A proposta relativa às alegações ecológicas foi inicialmente apresentada em março de 2023 como parte do quadro legislativo mais vasto do Pacto Ecológico Europeu.
Esta medida é a mais recente de uma série de retrocessos das principais iniciativas do Pacto Ecológico, depois de os chamados documentos "Omnibus" destinados a simplificar a legislação da UE terem efetivamente reduzido o âmbito de aplicação de medidas como o mecanismo de ajustamento das emissões de carbono nas fronteiras.
O anúncio da diretiva relativa às reivindicações ecológicas foi feito antes da reunião final entre a Presidência polaca do Conselho da UE e os eurodeputados, agendada para a próxima segunda-feira, que deverá dar luz verde à proposta antes da sua adoção formal.
A sua retirada nesta fase tardia apanhou muitos de surpresa, incluindo os negociadores.
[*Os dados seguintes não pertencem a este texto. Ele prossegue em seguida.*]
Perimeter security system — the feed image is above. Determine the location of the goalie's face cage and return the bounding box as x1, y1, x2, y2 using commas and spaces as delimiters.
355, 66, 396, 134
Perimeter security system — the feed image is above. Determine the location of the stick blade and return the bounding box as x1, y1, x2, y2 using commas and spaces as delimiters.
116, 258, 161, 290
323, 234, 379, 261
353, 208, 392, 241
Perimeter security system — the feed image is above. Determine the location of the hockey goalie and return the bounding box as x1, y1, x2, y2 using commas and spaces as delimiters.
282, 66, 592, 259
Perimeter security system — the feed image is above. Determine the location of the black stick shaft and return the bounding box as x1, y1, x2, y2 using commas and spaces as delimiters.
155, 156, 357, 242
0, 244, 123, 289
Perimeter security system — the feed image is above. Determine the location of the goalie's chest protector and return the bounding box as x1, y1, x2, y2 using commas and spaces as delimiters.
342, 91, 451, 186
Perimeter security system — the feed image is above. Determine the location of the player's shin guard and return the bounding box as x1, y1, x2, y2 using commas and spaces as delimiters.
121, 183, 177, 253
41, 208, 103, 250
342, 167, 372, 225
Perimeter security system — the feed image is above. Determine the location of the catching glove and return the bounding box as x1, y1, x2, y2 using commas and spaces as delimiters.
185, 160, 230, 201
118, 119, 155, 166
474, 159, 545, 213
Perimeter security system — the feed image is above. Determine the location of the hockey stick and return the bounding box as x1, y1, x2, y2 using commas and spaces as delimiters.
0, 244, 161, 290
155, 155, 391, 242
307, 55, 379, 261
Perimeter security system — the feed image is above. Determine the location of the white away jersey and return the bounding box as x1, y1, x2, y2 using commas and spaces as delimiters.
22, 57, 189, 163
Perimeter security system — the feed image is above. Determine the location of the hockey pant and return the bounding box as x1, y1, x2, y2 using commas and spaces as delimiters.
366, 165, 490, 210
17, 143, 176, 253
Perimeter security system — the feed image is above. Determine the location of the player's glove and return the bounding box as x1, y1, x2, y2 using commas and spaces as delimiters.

Quando questionados pelos jornalistas, os funcionários da Comissão recusaram-se a fornecer razões pormenorizadas para a decisão, dizendo apenas que mais informações se seguiriam.
De acordo com fontes parlamentares próximas do dossier, os negociadores principais, a eurodeputada socialista Delara Burkhardt e o eurodeputado liberal Sandro Gozi, tencionavam prosseguir com as negociações do trílogo na segunda-feira, referindo que as conversações estavam a aproximar-se de uma conclusão bem-sucedida.
"É inaceitável que a Comissão interfira de forma flagrante com os progressos realizados pelos co-legisladores neste dossiê", disse um membro da equipa de negociação do Parlamento Europeu à Euronews, expressando frustração com o que consideram ser uma medida unilateral e prematura.
Da mesma forma, a presidência polaca do Conselho da UE "está pronta para entrar de forma construtiva no trílogo e avançar como planeado até que haja uma decisão clara da Comissão [sobre a retirada]", disse um porta-voz polaco à Euronews.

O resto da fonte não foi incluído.